Kendati telah memberikan lampu hijau, Purbaya menekankan masih perlu melakukan pengecekan ulang terkait alokasi detail anggaran tersebut. Termasuk memastikan apakah pembelian pesawat J-10 Chengdu masuk dalam paket yang disetujui dan kapan waktu pengadaan akan dilakukan.
“Saya mesti double check lagi, apa (Kemhan) mau impornya tahun depan atau kapan. Tapi yang dia (Sjafrie) minta selama ini sudah kita penuhi,” terang Purbaya.
Sjafrie membenarkan rencana pembelian itu. Jet tempur Chengdu J-10 akan digunakan TNI Angkatan Udara (AU). Dia menyebut, pesawat yang dikenal dengan sebutan Vigorous Dragon itu bakal segera tiba di Tanah Air. "Sebentar lagi (J-10 C) terbang di Jakarta," kata Sjafrie, di Kantor Kemhan, Jakarta, Rabu (15/10/2025).
Sementara, Kepala Dinas Penerangan TNI AU Marsekal Pertama I Nyoman Suadnyana menyatakan, proses pengadaan alutsista merupakan kewenangan Kemenhan. TNI AU bertindak sebagai penyedia sumber daya manusia (SDM).
“Semua proses pengadaan alpalhankam (alat peralatan pertahanan dan keamanan) masih di Kemhan. Kami dari TNI AU hanya menyiapkan SDM-nya, apa-apa yang dipersyaratkan jika Kemhan membeli pesawat tersebut,” ujar Nyoman, dalam keterangan tertulis, Kamis (16/10/2205).
Nyoman mengatakan, jika benar Pemerintah membeli jet tempur J-10, diperkirakan wujudnya baru bisa dilihat di Indonesia dalam beberapa tahun ke depan. “Biasanya butuh waktu tiga sampai empat tahun sampai pesawat pertama hadir di Indonesia,” kata dia.
Dia mencontohkan pengadaan pesawat tempur buatan perusahaan Perancis, Rafale pada 2022. Pesawat tersebut diprediksi baru tiba di Indonesia pada Februari atau Maret 2026. Itu pun baru tiga unit karena skema pembeliannya bertahap.

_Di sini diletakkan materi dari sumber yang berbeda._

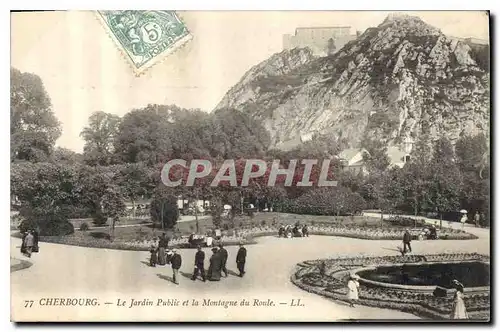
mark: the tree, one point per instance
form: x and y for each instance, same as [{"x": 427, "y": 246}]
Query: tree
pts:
[
  {"x": 416, "y": 176},
  {"x": 44, "y": 190},
  {"x": 163, "y": 208},
  {"x": 134, "y": 181},
  {"x": 445, "y": 181},
  {"x": 65, "y": 156},
  {"x": 144, "y": 136},
  {"x": 233, "y": 134},
  {"x": 473, "y": 160},
  {"x": 34, "y": 128},
  {"x": 99, "y": 136}
]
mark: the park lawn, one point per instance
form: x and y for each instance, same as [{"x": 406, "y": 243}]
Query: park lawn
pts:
[
  {"x": 184, "y": 228},
  {"x": 123, "y": 221},
  {"x": 139, "y": 237}
]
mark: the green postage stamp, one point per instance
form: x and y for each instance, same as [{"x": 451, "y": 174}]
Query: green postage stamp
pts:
[{"x": 145, "y": 36}]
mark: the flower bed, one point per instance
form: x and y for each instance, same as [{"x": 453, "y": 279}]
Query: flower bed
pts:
[
  {"x": 18, "y": 264},
  {"x": 332, "y": 284},
  {"x": 247, "y": 235}
]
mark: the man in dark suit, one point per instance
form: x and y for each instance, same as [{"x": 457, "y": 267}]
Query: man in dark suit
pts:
[
  {"x": 199, "y": 264},
  {"x": 176, "y": 265},
  {"x": 241, "y": 259},
  {"x": 224, "y": 255}
]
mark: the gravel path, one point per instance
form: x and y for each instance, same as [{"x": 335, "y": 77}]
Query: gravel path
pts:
[{"x": 109, "y": 275}]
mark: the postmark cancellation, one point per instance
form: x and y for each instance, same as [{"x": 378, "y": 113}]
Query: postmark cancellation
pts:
[{"x": 145, "y": 37}]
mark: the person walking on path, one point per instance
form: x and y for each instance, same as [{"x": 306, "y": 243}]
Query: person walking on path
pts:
[
  {"x": 352, "y": 290},
  {"x": 23, "y": 242},
  {"x": 153, "y": 259},
  {"x": 458, "y": 311},
  {"x": 463, "y": 220},
  {"x": 241, "y": 258},
  {"x": 224, "y": 255},
  {"x": 406, "y": 241},
  {"x": 199, "y": 264},
  {"x": 176, "y": 265},
  {"x": 162, "y": 246},
  {"x": 215, "y": 266},
  {"x": 29, "y": 242}
]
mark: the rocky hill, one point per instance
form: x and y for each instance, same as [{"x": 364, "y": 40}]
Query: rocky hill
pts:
[{"x": 400, "y": 79}]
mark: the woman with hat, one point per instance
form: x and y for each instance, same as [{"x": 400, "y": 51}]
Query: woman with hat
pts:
[
  {"x": 352, "y": 289},
  {"x": 458, "y": 310},
  {"x": 215, "y": 268}
]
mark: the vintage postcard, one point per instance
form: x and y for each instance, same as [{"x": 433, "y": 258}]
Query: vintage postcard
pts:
[{"x": 264, "y": 166}]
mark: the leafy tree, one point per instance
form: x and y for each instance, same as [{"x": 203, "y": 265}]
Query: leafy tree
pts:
[
  {"x": 113, "y": 206},
  {"x": 144, "y": 136},
  {"x": 44, "y": 190},
  {"x": 416, "y": 176},
  {"x": 65, "y": 156},
  {"x": 34, "y": 128},
  {"x": 473, "y": 161},
  {"x": 233, "y": 134},
  {"x": 445, "y": 181},
  {"x": 99, "y": 136},
  {"x": 134, "y": 181}
]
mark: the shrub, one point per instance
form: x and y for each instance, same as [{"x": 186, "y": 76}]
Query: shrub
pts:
[
  {"x": 166, "y": 203},
  {"x": 57, "y": 229},
  {"x": 99, "y": 218},
  {"x": 325, "y": 201}
]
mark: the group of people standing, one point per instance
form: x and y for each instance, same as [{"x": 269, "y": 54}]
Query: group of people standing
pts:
[
  {"x": 162, "y": 255},
  {"x": 29, "y": 243},
  {"x": 287, "y": 231},
  {"x": 218, "y": 262}
]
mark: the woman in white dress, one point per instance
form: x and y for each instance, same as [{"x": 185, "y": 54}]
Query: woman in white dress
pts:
[
  {"x": 459, "y": 311},
  {"x": 352, "y": 289}
]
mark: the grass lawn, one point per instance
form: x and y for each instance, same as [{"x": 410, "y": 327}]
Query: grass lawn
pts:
[
  {"x": 139, "y": 236},
  {"x": 148, "y": 232},
  {"x": 123, "y": 221}
]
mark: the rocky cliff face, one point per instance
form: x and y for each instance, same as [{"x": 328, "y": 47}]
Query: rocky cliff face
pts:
[{"x": 401, "y": 79}]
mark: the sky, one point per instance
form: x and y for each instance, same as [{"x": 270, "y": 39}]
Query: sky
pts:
[{"x": 84, "y": 71}]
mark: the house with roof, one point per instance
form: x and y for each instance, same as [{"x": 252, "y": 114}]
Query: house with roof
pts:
[
  {"x": 397, "y": 156},
  {"x": 352, "y": 160}
]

Nyoman menambahkan, seluruh proses pengadaan pesawat telah dibahas dalam rapat dan menjadi keputusan pimpinan. TNI AU akan mengoperasikan pesawat apa pun yang diputuskan dengan tetap menyampaikan kriteria yang diinginkan.
“Hal-hal lain semua keputusan pimpinan. Apa pun yang diputuskan kami wajib melaksanakan dan menyiapkan SDM dalam mengawakinya,” ujar dia.

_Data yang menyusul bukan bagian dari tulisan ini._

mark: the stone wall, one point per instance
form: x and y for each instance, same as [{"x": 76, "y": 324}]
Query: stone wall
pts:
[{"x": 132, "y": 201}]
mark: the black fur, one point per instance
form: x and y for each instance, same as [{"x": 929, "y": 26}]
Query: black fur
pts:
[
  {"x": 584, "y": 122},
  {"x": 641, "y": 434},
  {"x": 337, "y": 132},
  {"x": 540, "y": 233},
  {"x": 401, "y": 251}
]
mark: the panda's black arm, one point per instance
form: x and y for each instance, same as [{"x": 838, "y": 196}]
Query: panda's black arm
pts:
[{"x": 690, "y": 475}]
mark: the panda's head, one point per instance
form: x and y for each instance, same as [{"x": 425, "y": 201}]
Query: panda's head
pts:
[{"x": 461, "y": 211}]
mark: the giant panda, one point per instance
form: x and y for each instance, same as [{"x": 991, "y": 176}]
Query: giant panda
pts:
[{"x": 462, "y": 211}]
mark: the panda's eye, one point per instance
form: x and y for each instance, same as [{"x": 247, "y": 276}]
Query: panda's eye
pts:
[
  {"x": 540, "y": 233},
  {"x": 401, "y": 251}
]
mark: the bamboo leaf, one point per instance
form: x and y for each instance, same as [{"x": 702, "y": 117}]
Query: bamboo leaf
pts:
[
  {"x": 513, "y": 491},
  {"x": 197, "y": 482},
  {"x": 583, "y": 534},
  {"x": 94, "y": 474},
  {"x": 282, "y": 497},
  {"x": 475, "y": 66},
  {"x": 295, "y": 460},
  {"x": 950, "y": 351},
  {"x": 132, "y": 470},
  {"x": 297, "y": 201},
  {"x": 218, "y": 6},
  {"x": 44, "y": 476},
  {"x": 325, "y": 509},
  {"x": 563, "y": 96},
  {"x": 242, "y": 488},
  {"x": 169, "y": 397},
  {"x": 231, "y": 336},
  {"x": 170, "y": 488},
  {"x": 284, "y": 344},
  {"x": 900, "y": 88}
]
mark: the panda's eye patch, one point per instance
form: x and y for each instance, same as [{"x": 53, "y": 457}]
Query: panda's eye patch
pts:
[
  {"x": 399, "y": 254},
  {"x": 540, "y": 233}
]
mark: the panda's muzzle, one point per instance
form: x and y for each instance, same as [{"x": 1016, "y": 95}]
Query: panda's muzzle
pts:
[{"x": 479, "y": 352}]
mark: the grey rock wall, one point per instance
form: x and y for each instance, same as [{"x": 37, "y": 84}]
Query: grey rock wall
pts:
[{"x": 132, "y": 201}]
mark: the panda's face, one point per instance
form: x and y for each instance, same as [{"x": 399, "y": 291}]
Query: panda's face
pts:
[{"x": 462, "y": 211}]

Chengdu J-10 adalah pesawat tempur multirole (serbaguna) buatan Chengdu Aircraft Industry Group, anak perusahaan Aviation Industry Corporation of China (AVIC). Pesawat ini menjadi kebanggaan Angkatan Udara Tentara Pembebasan Rakyat (PLAAF) dan simbol kemajuan industri dirgantara China. Nama lainnya adalah Vigorous Dragon (Menglong) yang mencerminkan peranannya sebagai jet tempur modern gesit dan bertenaga.
Jet tempur bermesin tunggal ini dirancang untuk menjalankan berbagai misi, mulai dari pertempuran udara jarak dekat hingga serangan darat presisi tinggi. Desain aerodinamis dengan konfigurasi canard delta-wing menjadikan J-10 sangat lincah di udara.

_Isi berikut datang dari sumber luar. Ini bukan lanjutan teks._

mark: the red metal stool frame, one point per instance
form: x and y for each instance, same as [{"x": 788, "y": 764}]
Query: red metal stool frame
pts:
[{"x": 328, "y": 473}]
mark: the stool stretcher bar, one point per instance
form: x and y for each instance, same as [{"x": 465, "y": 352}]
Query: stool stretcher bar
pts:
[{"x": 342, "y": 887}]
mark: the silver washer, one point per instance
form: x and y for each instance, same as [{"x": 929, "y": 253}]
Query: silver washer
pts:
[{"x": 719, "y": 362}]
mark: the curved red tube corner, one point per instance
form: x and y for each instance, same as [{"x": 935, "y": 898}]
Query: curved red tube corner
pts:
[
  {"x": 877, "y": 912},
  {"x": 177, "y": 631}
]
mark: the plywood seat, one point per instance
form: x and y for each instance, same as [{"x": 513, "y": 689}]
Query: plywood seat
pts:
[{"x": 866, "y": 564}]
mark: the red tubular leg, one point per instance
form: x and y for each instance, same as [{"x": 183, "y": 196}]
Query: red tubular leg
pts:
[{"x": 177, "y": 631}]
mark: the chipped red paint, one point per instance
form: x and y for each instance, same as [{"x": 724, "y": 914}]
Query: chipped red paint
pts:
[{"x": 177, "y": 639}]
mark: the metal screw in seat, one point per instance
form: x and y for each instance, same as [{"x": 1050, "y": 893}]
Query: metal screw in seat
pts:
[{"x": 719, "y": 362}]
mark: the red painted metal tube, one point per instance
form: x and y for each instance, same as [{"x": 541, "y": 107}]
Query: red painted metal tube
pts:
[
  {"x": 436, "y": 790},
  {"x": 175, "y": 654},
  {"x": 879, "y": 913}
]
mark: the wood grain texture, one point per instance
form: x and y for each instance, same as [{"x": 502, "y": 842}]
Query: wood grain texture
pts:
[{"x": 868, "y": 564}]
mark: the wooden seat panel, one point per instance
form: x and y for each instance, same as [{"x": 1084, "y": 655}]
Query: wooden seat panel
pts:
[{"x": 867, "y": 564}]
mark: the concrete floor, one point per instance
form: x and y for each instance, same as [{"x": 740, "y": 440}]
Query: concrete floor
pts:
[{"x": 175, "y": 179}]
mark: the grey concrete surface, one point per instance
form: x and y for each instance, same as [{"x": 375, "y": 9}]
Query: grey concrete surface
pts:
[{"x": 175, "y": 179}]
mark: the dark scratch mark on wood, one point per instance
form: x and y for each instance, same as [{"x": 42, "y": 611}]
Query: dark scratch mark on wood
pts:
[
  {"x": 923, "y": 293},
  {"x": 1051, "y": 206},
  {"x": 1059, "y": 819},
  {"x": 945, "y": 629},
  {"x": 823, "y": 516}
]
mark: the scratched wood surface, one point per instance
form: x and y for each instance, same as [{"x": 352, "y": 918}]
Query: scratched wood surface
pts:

Selain itu, J-10 juga mampu membawa berbagai jenis persenjataan, mulai dari rudal udara-ke-udara PL-15 dan PL-12 hingga bom berpemandu laser. Tak heran banyak yang menyebutnya sebagai “versi Timur” dari F-16 Fighting Falcon, namun dengan biaya operasional yang jauh lebih efisien.
Pengamat pertahanan dan keamanan dari Institute for Security and Strategic Studies (ISSES), Khairul Fahmi menyambut baik pembelian jet tempur Chengdu J-10. Menurutnya, kehadiran alutsista baru itu bisa menambah daya tempur TNI AU.
"Potensinya besar, tapi nilai strategisnya akan sangat ditentukan oleh kesiapan SDM, interoperabilitas antar-matra, kesiapan industri dalam negeri, maupun keberlanjutan anggarannya," ulasnya.
Khairul Fahmi menyampaikan, tantangan tetap ada, terutama soal kompatibilitas sistem dengan alutsista TNI AU lain yang mayoritas berbasis teknologi Barat. Pemerintah perlu memastikan kesiapan integrasi serta pelatihan personel agar kehadiran “Naga Gesit” asal Chengdu ini benar-benar menjadi suntikan kekuatan baru, bukan sekadar simbol modernisasi.
"Kalau semua itu berjalan seiring, yang diperkuat bukan hanya daya tempur, tapi juga daya tangkal dan kesiapsiagaan TNI dalam jangka panjang," pungkasnya.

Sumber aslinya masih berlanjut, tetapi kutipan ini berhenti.